Lingüística é convidada a tomar seu lugar, tendo que aceitar tratar o simbólico

como um sinal e a linguagem como um instrumento lógico (1999, p. 20), fazendo

da Psicologia a nova ciência-piloto. A partir do chomskysmo, essa concepção de

Lingüística é bastante aceita. Disso resulta o recalque da ordem simbólica, o

restabelecimento de um sujeito dono de si mesmo e responsável por suas

escolhas, curado da inqualificável ferida que podia constituir a suposição de que a

língua, ou qualquer coisa dela, escapa-lhe.
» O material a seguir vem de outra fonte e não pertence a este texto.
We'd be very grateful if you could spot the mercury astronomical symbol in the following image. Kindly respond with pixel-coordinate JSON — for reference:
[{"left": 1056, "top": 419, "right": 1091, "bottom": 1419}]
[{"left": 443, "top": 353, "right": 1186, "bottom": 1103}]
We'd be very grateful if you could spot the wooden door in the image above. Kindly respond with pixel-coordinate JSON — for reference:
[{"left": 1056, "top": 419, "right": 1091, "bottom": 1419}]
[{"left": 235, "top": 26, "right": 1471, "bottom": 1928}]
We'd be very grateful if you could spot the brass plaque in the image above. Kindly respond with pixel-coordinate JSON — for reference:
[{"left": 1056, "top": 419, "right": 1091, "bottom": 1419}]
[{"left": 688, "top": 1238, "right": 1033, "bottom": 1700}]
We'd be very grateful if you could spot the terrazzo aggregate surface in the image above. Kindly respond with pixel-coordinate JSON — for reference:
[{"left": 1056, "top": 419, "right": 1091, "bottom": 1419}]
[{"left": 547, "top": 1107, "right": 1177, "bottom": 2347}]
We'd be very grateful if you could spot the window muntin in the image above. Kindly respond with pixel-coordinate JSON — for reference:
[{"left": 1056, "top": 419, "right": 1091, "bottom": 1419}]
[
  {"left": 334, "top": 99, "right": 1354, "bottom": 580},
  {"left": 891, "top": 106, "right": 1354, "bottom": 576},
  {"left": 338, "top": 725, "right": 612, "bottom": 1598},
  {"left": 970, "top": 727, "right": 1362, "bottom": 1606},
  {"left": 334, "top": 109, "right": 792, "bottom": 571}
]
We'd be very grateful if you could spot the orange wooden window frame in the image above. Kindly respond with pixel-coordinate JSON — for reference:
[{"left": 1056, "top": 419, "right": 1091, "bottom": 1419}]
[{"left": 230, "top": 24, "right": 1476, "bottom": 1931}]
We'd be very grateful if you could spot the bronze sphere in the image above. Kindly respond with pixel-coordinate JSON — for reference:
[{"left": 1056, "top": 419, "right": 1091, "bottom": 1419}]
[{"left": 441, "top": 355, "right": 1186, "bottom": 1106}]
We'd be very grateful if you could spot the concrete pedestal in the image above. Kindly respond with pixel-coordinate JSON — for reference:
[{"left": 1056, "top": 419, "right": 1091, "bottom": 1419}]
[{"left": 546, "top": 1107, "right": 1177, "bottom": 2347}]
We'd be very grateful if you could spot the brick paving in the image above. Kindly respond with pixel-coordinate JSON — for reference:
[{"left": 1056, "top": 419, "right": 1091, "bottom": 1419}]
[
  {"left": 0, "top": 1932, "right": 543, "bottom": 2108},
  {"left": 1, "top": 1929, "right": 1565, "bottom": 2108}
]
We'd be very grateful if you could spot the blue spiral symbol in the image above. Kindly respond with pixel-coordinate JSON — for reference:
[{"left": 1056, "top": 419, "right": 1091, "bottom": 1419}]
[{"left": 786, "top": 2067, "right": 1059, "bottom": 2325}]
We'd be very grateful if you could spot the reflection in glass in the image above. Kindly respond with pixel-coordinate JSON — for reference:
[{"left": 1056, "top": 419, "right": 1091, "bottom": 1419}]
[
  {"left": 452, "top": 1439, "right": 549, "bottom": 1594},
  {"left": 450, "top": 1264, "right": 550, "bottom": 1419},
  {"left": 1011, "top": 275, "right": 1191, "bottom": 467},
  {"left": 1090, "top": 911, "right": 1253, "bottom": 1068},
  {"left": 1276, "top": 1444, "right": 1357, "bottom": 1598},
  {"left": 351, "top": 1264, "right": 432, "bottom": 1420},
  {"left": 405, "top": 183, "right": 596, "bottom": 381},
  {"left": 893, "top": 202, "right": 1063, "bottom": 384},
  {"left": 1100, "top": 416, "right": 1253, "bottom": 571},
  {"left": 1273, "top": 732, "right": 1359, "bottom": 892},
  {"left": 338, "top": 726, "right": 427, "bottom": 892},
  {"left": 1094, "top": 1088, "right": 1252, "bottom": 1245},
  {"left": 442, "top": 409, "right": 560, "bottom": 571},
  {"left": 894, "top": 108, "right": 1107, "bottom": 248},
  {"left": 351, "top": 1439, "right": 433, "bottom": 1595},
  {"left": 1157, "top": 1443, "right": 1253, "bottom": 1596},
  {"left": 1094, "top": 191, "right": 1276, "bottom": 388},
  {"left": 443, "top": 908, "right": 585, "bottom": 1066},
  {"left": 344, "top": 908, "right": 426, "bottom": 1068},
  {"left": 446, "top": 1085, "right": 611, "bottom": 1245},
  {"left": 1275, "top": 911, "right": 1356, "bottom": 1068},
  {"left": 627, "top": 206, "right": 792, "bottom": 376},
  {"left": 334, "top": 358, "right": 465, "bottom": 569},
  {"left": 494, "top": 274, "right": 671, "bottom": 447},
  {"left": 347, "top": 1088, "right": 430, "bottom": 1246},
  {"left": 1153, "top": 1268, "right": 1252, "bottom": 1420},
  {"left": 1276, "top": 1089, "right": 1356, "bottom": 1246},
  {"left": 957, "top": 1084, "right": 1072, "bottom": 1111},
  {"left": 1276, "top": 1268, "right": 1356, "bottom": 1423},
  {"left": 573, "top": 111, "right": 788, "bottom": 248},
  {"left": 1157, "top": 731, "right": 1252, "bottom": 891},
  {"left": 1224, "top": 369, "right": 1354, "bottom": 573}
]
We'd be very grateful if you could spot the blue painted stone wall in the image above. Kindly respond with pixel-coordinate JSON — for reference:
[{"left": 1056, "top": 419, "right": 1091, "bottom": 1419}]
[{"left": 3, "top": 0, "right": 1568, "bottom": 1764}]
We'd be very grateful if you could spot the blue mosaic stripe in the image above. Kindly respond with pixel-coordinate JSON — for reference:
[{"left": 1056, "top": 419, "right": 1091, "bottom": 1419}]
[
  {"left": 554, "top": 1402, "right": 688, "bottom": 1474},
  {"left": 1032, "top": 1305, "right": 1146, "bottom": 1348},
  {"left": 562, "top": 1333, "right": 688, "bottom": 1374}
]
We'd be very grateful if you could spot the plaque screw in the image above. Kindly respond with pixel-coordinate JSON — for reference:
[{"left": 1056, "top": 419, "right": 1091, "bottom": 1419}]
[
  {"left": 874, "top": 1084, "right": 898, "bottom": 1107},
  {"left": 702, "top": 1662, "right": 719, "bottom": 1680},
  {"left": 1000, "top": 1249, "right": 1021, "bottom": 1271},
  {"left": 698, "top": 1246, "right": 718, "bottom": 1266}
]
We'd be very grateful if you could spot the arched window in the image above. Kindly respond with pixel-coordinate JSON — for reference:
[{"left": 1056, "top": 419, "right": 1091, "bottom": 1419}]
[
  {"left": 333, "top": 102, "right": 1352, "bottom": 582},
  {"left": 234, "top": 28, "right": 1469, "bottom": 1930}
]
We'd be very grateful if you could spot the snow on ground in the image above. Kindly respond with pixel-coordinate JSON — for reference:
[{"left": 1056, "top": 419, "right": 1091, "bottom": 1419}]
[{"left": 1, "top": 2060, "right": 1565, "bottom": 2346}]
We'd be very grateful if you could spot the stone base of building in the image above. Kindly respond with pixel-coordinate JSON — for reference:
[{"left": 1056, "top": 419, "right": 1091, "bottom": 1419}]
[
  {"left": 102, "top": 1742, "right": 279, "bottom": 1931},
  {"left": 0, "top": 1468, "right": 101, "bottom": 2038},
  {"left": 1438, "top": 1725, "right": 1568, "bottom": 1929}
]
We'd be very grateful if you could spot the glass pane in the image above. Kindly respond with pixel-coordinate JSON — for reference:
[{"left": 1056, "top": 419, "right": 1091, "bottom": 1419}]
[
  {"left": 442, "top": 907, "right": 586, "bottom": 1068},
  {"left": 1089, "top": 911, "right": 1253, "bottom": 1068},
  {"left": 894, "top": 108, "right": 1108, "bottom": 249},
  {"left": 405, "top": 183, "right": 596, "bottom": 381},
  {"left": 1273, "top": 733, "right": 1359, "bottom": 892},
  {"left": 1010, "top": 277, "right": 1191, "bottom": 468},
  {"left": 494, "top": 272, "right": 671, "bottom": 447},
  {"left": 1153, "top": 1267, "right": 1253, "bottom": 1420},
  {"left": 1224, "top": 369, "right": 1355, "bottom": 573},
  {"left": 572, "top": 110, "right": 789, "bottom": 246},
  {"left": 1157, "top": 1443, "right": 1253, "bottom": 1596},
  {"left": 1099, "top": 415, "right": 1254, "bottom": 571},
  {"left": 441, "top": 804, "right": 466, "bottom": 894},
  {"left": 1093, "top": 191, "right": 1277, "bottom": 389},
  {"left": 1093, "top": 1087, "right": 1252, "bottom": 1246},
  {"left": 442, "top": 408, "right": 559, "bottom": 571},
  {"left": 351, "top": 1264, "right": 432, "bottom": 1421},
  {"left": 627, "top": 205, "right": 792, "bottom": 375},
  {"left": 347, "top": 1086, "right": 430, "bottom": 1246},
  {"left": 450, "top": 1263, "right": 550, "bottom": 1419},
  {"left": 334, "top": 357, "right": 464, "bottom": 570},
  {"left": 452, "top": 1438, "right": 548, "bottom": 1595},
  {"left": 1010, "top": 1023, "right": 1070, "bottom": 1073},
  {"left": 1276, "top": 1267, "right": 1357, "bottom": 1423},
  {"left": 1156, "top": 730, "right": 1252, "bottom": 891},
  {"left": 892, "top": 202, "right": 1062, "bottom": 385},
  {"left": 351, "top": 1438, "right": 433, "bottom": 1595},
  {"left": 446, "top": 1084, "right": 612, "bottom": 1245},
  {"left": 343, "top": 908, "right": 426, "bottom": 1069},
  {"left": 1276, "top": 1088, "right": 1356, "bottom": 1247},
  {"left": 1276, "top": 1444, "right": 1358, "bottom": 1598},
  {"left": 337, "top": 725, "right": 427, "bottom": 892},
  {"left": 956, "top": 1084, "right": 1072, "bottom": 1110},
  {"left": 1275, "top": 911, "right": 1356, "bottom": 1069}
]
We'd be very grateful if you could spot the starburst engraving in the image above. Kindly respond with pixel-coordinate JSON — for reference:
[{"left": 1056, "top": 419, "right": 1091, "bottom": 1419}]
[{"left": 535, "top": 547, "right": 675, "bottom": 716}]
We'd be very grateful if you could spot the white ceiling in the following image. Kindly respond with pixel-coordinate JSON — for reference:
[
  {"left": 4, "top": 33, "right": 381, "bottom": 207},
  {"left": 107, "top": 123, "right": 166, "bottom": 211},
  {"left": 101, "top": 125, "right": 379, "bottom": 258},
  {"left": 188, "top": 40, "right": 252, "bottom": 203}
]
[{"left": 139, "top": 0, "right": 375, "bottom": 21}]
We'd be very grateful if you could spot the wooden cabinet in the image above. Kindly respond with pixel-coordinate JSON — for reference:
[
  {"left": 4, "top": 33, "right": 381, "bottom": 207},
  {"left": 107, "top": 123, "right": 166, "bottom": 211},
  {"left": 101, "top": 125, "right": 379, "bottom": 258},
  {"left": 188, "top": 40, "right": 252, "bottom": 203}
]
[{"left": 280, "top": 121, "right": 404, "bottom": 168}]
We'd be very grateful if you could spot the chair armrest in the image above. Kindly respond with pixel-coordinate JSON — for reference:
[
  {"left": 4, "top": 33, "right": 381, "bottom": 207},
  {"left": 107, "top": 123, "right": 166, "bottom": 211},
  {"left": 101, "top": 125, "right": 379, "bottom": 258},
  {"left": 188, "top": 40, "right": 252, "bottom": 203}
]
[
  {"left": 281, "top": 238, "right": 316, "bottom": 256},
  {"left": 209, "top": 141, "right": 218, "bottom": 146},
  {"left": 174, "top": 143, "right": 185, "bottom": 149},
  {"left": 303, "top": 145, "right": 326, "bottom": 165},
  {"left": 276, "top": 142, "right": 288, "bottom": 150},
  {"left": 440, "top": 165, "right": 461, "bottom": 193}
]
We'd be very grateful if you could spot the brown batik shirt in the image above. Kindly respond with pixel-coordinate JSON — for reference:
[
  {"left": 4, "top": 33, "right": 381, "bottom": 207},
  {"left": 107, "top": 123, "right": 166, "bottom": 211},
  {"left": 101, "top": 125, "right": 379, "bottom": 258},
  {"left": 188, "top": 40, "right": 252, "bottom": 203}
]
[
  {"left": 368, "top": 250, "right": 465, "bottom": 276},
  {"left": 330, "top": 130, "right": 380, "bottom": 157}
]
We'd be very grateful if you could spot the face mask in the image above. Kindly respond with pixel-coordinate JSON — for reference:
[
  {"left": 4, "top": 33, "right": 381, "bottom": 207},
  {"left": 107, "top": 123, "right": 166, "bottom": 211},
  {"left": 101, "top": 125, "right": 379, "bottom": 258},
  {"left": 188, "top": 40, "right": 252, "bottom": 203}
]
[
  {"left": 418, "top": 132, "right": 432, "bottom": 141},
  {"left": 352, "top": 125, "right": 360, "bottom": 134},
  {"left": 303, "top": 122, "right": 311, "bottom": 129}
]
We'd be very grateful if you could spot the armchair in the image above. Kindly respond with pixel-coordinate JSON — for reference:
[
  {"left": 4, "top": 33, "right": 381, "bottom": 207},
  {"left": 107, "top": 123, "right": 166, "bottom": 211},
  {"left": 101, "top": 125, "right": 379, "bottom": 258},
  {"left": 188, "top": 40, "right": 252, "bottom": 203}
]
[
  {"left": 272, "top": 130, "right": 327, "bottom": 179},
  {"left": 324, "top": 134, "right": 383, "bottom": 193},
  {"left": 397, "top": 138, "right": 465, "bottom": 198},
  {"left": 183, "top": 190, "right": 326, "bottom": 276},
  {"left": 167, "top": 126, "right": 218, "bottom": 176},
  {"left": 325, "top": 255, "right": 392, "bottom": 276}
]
Pêcheux propõe que o registro do

ordinário do sentido não pode ser pensado como um fato de natureza psico-

biológica, inscrito em um universo logicamente estabilizado.

Existem diversas séries de universos discursivos logicamente estabilizados – inscritos no espaço das matemáticas, das ciências da natureza,

da tecnologias industriais, nas esferas sociais dos dispositivos de gestão-controle

administrativos, que se apóiam em certas propriedades das línguas naturais,

autorizando operações, dicotomizações, cálculo lógico, metalíngua, etc. É a

existência desses espaços da urgência que garante o atual embasamento da

reflexão lingüística em conceitos lógicos, semânticos e pragmáticos.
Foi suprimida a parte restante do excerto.